For step S31, performing abnormal feature extraction on each historical environmental data to obtain an abnormal feature sample value corresponding to the historical environmental data; and calibrating each historical environment data to obtain an abnormal classification calibration value corresponding to the historical environment data.

The abnormal feature sample value comprises the name and the sample value of the abnormal feature. The abnormal classification calibration value comprises an abnormal class name and a calibration result.

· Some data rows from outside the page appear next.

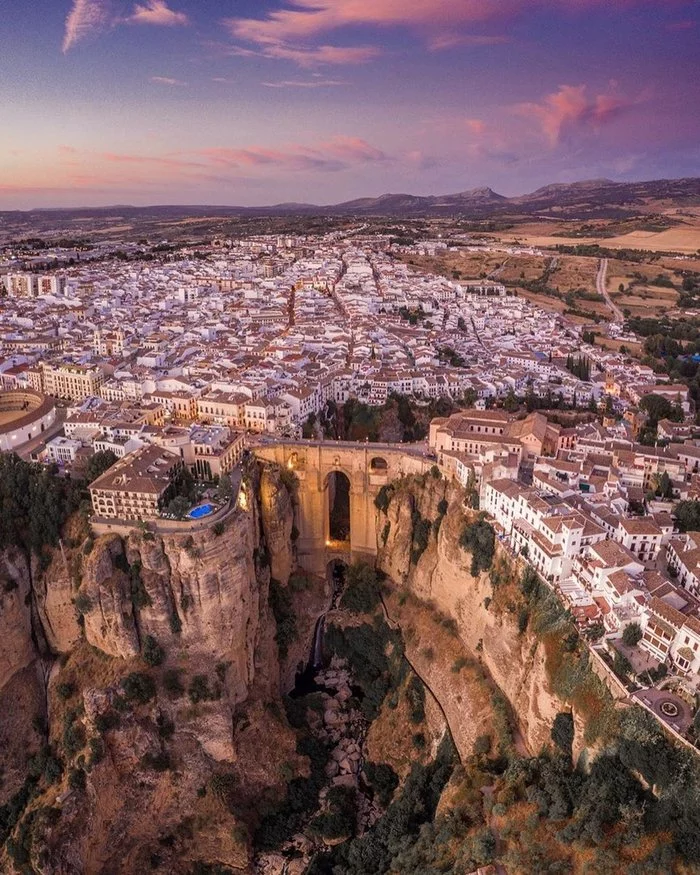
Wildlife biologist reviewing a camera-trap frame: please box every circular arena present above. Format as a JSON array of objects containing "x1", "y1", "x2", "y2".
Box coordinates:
[{"x1": 0, "y1": 389, "x2": 56, "y2": 452}]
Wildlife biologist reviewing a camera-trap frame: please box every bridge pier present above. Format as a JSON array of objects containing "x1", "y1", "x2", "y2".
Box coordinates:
[{"x1": 251, "y1": 440, "x2": 433, "y2": 574}]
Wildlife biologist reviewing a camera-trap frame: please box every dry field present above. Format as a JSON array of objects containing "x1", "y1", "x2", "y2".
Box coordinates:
[{"x1": 498, "y1": 210, "x2": 700, "y2": 255}]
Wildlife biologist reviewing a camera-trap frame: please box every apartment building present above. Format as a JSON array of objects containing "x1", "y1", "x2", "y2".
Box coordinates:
[
  {"x1": 39, "y1": 362, "x2": 104, "y2": 401},
  {"x1": 90, "y1": 445, "x2": 183, "y2": 520},
  {"x1": 639, "y1": 598, "x2": 700, "y2": 674}
]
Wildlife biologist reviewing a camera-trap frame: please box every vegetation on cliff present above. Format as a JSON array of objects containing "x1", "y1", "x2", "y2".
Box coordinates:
[{"x1": 0, "y1": 453, "x2": 85, "y2": 561}]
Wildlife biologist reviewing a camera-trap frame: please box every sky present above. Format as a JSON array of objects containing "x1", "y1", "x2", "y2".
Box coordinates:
[{"x1": 0, "y1": 0, "x2": 700, "y2": 209}]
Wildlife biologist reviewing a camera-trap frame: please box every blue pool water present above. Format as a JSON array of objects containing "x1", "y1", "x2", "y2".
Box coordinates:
[{"x1": 187, "y1": 504, "x2": 215, "y2": 520}]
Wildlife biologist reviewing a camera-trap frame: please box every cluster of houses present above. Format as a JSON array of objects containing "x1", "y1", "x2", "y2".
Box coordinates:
[
  {"x1": 0, "y1": 233, "x2": 688, "y2": 436},
  {"x1": 430, "y1": 410, "x2": 700, "y2": 687}
]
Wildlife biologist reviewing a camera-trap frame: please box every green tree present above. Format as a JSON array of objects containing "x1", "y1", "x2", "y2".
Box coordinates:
[
  {"x1": 85, "y1": 450, "x2": 117, "y2": 483},
  {"x1": 673, "y1": 500, "x2": 700, "y2": 532},
  {"x1": 622, "y1": 623, "x2": 642, "y2": 647}
]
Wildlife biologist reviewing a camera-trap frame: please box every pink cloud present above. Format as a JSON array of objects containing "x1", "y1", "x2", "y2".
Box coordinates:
[
  {"x1": 198, "y1": 136, "x2": 389, "y2": 171},
  {"x1": 127, "y1": 0, "x2": 190, "y2": 27},
  {"x1": 666, "y1": 18, "x2": 696, "y2": 33},
  {"x1": 63, "y1": 0, "x2": 189, "y2": 54},
  {"x1": 63, "y1": 0, "x2": 113, "y2": 54},
  {"x1": 100, "y1": 152, "x2": 206, "y2": 170},
  {"x1": 515, "y1": 85, "x2": 635, "y2": 146},
  {"x1": 224, "y1": 0, "x2": 654, "y2": 63},
  {"x1": 262, "y1": 79, "x2": 348, "y2": 88},
  {"x1": 464, "y1": 118, "x2": 486, "y2": 136},
  {"x1": 150, "y1": 76, "x2": 187, "y2": 88}
]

It will be appreciated that there may be multiple anomaly classification calibrations, such as when the anomaly categories for the environmental data include: when the device fault class, the data abnormal class and the data standard exceeding class are three, the number of the abnormal classification calibration values is three, and the abnormal classification calibration values are respectively the device fault class calibration value, the data abnormal class calibration value and the data standard exceeding class calibration value, which is not specifically limited in this example.

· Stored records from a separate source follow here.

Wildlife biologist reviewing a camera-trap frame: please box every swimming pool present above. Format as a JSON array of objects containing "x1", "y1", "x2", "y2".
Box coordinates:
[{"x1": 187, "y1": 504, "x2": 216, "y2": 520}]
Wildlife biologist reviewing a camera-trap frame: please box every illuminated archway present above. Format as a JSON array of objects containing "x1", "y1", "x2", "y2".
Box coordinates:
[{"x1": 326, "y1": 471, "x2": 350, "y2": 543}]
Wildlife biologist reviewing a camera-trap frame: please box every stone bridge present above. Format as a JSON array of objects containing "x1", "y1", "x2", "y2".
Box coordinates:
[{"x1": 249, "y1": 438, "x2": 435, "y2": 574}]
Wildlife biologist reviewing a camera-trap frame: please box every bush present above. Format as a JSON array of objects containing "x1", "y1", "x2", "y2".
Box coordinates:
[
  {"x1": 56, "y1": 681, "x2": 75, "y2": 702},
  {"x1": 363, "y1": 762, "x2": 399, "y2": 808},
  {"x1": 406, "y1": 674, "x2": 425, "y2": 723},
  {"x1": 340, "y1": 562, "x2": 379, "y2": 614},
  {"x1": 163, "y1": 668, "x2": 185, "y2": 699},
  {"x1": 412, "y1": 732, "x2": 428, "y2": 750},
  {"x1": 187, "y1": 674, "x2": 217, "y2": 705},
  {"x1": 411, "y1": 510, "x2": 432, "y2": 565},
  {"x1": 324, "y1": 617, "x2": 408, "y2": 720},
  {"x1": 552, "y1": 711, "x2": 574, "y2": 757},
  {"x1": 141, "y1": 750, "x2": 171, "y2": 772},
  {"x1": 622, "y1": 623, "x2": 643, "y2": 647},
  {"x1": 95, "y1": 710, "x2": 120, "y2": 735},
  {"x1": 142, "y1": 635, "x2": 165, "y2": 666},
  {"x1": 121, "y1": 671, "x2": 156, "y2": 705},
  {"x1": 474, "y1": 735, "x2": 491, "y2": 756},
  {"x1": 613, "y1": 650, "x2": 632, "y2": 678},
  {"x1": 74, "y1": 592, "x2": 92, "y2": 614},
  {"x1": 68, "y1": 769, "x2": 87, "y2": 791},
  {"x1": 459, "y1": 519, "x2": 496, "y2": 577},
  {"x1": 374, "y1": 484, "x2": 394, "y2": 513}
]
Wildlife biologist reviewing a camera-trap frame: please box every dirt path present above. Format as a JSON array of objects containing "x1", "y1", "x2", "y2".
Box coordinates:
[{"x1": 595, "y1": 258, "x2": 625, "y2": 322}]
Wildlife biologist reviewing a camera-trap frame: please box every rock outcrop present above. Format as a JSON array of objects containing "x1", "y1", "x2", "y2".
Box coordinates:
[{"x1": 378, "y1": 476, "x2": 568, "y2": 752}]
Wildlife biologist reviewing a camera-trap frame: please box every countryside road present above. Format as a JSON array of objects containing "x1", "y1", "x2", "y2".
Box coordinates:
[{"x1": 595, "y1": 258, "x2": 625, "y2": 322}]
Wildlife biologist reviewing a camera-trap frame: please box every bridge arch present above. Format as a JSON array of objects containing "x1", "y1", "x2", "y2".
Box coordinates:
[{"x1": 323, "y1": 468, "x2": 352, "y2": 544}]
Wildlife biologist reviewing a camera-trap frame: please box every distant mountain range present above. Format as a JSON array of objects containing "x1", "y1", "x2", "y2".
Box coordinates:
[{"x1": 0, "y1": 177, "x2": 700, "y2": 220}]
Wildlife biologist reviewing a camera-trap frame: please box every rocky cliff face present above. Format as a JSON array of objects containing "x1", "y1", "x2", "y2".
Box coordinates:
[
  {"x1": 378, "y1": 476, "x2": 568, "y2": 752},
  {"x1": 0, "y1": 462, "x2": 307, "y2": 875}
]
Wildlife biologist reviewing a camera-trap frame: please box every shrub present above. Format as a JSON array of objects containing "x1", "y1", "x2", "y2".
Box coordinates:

The CART algorithm is a classification regression tree algorithm and is a binary recursive segmentation technology, a current sample is divided into two subsamples, each generated non-leaf node has two branches, and therefore a decision tree generated by the CART algorithm is a binary tree with a concise structure.

For step S32, the method specifically includes: and performing recursive division by adopting a CART algorithm according to all the environmental data training samples to establish a CART decision tree. That is, the CART decision tree is a binary tree with a compact structure.

For step S33, the method specifically includes: randomly pruning the CART decision tree, and taking the residual part of the CART decision tree after pruning as a sub-decision tree to be trained; and determining a constant for each sub-decision tree to be trained to obtain a target constant corresponding to the sub-decision tree to be trained.

With respect to step S34, it is understood that the verification sample set may be generated according to historical environmental data, or may be generated according to a training sample set. The environmental data training sample comprises: at least one anomaly characteristic sample value, an anomaly classification calibration value.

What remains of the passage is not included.